Elvis Richardson with James Hayes Episode 1: Dear Daddy, 2015, installed at Octopus 15: Lost and Profound, Gertrude Contemporary. Photo: Christo Crocker

Lost and Profound represents the fifteenth edition of Gertrude Contemporary's annual Octopus exhibition, for which it invites leading curators to develop their own project. For this iteration, Sydney-based artist and senior curator of Artbank, Daniel Mudie Cunningham took on the challenge, commissioning works across Gertrude Contemporary’s three galleries. Donning rose-tinted glasses, Cunningham’s nostalgic exhibition attempted to articulate the ways in which art practice can thoughtfully reinvigorate obsolete technologies and found objects, creating new ways in which to interrogate memory.

This curatorial framework had mixed success. A number of the artists worked with both retro and found materials, from old photographs to grainy 1950s film footage: for two different projects by Tara Marynowsky and Sam Phillips, vintage vinyl albums were the material of choice. While Marynowsky embellished portraits of crooners that graced LP covers of the 1950s, turning them into fantastical creatures, singer-songwriter Phillips used such album covers as the basis of collages, which were then used to promote her own musical releases. In both works, the artists’ interventions worked solely with the aesthetic qualities of the now much-coveted vinyl record, inadvertently reinforcing the object’s antique quality rather than questioning how nostalgia can manifest in these fetishised objects.

Other works in the exhibition were more successful in creating unexpected narratives from personal archives and collections. Patrick Pound’s The Museum of Falling amassed an array of objects, under the theme of "falling“. Elvis Richardson and James Hayes’ Episode 1: Dear Daddy used an anonymous 1950s photo album - found by Richardson in a flea market – to construct a photographic and sonic portrait of the photo album’s owner “Tony“. Through close scrutiny of the album’s photographs and hand-written notes, Richardson presented Tony’s constructed life: a migrant who had his fair share of romances, with a daughter living in Panama. Richardson opens up a personal tale, one that attempts to deliver not a grand narrative, but rather imagined fragments. By contrast, Giselle Stanborough’s That Really Hurts and It’s Still Hurting accounted for her childhood photographs, which she lost when her father remarried. Stanborough combined images of the artist alone in a darkened room with YouTube screen shots from the home videos of other children called Giselle.

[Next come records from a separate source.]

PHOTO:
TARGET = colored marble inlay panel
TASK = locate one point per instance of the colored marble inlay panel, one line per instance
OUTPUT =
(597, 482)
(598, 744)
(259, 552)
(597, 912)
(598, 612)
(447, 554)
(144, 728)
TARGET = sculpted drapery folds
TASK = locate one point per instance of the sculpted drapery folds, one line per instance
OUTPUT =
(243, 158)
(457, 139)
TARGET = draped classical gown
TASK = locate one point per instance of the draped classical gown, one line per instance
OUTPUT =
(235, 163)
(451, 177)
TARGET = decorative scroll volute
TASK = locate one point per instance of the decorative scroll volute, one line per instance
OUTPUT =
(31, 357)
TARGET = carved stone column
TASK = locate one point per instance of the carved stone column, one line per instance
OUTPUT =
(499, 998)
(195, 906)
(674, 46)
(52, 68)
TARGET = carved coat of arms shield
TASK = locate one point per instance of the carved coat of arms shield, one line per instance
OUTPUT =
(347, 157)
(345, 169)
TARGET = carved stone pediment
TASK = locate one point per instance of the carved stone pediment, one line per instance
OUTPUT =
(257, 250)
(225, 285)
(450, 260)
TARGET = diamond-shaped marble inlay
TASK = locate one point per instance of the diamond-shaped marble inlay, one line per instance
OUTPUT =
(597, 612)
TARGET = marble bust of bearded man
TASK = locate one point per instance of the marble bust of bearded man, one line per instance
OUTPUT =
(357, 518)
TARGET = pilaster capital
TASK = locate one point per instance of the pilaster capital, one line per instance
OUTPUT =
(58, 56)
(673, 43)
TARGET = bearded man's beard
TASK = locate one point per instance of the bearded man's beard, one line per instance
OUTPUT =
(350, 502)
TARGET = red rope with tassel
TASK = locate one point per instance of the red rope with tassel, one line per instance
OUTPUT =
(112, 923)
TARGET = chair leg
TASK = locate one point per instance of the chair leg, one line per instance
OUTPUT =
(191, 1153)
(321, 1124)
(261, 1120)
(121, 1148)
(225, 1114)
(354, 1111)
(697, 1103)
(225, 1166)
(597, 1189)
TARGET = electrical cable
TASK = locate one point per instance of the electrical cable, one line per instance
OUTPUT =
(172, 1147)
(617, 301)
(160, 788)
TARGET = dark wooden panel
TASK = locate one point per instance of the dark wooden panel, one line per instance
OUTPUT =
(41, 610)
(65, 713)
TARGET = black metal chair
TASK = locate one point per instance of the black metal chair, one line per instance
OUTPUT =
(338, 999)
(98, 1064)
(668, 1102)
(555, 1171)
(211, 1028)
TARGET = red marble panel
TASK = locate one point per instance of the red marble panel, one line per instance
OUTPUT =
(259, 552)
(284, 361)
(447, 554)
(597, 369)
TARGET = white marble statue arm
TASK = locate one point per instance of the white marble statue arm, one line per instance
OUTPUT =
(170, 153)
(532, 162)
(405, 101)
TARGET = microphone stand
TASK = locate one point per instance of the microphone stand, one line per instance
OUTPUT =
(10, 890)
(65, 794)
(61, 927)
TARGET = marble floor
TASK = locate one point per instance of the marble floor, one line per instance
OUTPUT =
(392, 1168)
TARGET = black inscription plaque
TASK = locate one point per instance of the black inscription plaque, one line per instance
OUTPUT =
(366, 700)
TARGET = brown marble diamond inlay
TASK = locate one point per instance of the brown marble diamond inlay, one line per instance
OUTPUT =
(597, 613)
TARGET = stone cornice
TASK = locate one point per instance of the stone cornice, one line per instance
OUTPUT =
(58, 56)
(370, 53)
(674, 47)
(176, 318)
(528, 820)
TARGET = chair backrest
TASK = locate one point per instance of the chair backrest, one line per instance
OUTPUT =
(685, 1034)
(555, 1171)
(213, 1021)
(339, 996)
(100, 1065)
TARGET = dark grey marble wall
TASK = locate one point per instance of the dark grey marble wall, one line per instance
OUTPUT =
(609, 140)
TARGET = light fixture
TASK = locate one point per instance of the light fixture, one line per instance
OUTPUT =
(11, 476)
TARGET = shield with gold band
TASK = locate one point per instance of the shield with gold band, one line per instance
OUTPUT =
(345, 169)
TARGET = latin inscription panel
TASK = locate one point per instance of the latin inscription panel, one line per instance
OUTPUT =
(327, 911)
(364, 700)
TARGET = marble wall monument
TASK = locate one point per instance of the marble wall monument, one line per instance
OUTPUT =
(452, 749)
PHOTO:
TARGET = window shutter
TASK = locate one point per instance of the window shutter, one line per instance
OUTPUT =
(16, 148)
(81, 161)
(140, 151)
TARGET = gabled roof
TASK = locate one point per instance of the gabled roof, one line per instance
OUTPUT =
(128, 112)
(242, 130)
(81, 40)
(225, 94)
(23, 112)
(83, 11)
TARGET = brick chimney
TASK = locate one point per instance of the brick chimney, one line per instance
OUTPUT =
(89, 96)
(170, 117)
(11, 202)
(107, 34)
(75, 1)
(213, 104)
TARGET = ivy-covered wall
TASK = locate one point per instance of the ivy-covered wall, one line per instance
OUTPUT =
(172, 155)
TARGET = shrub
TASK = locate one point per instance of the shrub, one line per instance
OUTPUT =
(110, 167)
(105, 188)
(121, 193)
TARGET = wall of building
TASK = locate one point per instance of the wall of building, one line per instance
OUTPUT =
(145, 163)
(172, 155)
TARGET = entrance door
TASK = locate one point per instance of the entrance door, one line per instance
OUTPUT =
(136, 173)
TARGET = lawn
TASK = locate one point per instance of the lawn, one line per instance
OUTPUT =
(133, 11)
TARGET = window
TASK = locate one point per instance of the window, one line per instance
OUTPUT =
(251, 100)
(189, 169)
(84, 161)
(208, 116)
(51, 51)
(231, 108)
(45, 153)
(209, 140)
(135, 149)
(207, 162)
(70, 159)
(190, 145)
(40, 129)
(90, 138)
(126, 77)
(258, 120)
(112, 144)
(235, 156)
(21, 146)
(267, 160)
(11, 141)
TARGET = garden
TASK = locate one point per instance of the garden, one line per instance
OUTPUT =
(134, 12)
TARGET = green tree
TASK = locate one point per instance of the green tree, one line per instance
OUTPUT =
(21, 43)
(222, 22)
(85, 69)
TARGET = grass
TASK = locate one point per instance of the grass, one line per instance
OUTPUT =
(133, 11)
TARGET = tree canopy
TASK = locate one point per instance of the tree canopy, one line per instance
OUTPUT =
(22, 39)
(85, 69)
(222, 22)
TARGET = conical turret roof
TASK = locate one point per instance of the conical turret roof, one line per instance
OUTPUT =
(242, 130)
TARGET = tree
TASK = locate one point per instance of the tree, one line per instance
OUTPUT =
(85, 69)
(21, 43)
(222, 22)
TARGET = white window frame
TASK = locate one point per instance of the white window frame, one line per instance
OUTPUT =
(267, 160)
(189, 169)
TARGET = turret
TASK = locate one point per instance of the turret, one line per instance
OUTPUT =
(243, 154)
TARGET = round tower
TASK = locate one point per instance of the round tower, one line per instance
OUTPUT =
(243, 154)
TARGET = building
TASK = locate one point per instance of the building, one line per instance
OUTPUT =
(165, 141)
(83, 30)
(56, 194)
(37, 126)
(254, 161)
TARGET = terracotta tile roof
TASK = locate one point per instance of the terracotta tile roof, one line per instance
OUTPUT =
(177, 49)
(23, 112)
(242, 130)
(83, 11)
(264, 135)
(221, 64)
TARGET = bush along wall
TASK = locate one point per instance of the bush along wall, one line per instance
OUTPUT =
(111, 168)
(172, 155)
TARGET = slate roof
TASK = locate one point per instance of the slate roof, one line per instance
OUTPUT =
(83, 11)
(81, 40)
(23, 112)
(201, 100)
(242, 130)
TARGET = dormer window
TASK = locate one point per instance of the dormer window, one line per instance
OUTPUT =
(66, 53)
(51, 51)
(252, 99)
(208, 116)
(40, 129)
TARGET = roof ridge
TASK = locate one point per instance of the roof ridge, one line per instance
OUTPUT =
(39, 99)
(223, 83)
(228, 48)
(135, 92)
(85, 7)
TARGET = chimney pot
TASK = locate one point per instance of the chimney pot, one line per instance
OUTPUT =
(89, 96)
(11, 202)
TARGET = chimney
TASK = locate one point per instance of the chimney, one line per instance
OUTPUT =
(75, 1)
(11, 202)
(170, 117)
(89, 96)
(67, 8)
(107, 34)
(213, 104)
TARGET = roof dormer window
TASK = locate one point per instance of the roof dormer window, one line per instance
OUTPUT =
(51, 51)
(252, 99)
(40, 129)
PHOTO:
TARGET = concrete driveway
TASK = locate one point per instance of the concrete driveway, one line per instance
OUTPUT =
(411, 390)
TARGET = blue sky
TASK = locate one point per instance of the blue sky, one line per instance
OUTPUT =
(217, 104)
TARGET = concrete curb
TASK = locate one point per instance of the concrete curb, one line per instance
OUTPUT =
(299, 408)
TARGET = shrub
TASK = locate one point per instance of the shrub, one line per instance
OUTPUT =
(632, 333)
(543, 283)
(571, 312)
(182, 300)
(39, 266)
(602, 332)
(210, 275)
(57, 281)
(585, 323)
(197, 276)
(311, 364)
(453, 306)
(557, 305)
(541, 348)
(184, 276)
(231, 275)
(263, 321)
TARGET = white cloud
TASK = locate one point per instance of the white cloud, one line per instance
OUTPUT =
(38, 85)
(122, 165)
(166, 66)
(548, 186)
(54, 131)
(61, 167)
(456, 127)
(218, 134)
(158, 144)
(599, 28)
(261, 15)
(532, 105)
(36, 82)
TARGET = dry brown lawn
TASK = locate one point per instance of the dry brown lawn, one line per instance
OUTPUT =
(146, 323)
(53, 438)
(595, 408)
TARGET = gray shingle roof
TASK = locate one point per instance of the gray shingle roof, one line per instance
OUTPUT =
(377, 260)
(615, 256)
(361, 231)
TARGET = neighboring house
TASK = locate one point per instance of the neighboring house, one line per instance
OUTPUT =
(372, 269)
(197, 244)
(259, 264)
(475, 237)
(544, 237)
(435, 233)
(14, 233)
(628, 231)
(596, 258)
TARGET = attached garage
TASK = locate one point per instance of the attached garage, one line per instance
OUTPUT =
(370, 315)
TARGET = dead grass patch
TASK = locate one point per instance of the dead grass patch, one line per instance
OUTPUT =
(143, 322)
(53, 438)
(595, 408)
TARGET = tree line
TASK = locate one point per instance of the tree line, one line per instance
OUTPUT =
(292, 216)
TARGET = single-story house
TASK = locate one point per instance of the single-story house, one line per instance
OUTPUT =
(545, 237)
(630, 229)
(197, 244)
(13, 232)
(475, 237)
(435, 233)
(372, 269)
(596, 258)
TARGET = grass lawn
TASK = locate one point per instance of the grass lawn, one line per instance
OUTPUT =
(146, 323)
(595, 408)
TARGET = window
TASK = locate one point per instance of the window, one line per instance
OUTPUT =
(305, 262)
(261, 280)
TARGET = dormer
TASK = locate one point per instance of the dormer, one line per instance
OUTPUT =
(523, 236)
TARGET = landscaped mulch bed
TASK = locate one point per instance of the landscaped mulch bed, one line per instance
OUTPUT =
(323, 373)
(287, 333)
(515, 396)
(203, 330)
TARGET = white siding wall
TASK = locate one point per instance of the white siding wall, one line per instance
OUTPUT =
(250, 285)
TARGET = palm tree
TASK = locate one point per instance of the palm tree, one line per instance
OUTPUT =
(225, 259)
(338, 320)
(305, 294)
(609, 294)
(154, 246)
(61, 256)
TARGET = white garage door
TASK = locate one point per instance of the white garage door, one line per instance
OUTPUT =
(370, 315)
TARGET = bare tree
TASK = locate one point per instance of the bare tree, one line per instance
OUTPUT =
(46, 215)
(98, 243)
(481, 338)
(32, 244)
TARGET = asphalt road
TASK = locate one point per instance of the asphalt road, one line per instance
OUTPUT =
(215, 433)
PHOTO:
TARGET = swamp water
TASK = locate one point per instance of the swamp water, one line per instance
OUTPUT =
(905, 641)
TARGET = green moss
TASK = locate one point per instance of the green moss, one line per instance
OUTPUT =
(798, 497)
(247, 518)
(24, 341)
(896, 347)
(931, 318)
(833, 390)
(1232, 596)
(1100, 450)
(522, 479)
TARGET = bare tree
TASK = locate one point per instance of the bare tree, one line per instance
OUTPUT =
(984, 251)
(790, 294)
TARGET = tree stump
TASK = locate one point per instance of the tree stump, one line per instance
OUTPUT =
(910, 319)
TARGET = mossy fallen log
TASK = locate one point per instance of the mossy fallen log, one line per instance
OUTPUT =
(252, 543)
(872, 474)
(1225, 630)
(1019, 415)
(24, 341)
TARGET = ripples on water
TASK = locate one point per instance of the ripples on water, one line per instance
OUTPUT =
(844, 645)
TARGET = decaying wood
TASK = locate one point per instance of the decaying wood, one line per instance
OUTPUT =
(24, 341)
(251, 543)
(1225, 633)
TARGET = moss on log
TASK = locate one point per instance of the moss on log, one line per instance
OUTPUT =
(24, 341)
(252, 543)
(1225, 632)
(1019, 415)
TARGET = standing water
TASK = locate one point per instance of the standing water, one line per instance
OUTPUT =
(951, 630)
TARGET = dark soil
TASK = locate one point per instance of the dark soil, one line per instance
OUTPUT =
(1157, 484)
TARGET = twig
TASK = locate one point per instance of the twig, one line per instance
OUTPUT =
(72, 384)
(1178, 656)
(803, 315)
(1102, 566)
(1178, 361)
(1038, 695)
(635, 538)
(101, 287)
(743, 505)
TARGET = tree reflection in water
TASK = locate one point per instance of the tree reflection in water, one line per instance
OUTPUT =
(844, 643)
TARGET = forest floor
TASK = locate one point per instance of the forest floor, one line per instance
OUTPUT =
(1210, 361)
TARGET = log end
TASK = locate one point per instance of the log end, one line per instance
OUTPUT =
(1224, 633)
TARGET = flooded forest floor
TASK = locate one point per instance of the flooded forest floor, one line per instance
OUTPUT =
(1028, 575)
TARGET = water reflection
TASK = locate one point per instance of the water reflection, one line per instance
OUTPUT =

The resulting work carried the unmistakable tone of the teen video cam confessional.

Also working in a confessional style, Peter Maloney’s text and collaged paintings weaved together images of homoerotic male nudes, images of violence alongside phrases drawn from the vocabulary of the self-pitying artist. These one-liners, such as “Why am I not in this show?“ overshadowed the more subtle interplay between image and abstract form that occurred in the paintings. Tina Havelock Steven’s Up There presented vintage aerial video footage taken by the artist’s father from the cockpit of his Harvard fighter plane. Steven paired this footage with a digital video documenting the artist herself carrying out durational drumming on the body of a decommissioned plane. While the link between the two videos beyond the use of the aircraft was unclear, Steven’s drumming followed in the recent lineage of contemporary musical durational pieces by pop stars such as The National and Jay-Z.

Lost and Profound endeavored to unpack our relation to archives, to the photos and objects that remain, but ultimately it left a nagging concern – that nostalgia can also be a regressive force. This exhibition could have done with more dusting off.